- Directed by: Mark Manning
- Written by: Mark Monroe
- Produced by: Mark Manning; Langdon Page; Reuben Aaronson; Nadine Nelson Manning;
- Cinematography: Reuben Aaronson
- Edited by: Langdon Page; Lauren Saffa;
- Music by: Claude Chalhoub
- Production company: Conception Media
- Release date: January 30, 2020 (Sundance);
- Running time: 84 minutes
- Country: United States
- Language: English

= The Cost of Silence =

2020 American documentary

The Cost of Silence is an American documentary film that premiered at the 2020 Sundance Film Festival on January 30, 2020. It runs for 84 minutes and was directed and produced by Mark Manning.

The film is about the April 2010 Deepwater Horizon Drilling accident, and looks at the dangers of offshore drilling. Manning is a former deep-sea oilfield diver turned filmmaker and offers a unique perspective. Reviewers note that The Cost of Silence is well-researched and thorough.

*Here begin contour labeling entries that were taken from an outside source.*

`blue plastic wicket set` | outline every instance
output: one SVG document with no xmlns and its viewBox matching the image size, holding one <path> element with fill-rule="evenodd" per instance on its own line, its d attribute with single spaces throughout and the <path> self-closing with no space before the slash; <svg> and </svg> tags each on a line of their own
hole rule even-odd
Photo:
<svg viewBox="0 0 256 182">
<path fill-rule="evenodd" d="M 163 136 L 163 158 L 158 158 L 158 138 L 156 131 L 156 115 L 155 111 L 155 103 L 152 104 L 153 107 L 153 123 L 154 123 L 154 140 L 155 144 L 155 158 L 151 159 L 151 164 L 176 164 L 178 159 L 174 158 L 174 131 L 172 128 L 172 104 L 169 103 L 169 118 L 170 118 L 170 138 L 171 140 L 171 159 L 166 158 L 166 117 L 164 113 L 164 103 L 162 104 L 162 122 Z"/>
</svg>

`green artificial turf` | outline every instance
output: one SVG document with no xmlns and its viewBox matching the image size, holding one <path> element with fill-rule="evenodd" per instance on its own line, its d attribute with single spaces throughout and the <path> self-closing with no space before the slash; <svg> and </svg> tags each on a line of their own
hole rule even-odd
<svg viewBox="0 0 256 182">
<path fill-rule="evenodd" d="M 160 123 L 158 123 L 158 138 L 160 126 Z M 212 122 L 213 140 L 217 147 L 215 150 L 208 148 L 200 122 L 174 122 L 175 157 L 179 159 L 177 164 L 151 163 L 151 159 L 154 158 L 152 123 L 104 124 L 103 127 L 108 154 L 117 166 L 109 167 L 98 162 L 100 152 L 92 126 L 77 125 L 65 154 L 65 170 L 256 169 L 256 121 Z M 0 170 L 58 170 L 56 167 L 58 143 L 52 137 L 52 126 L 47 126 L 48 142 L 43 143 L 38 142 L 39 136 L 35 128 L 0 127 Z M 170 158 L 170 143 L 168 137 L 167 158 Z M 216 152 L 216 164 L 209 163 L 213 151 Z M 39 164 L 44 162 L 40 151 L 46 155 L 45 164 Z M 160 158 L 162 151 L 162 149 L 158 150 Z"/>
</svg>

The footage was filmed over nine years and Manning depicts a public health crisis involving the dispersants used to break the oil up. The public health impacts from Deepwater continue to be felt in the region today. Director of Photography Aaron Reuben also described the dangers involved with filming The Cost of Silence as far beyond the typical hazards, given the filming environment.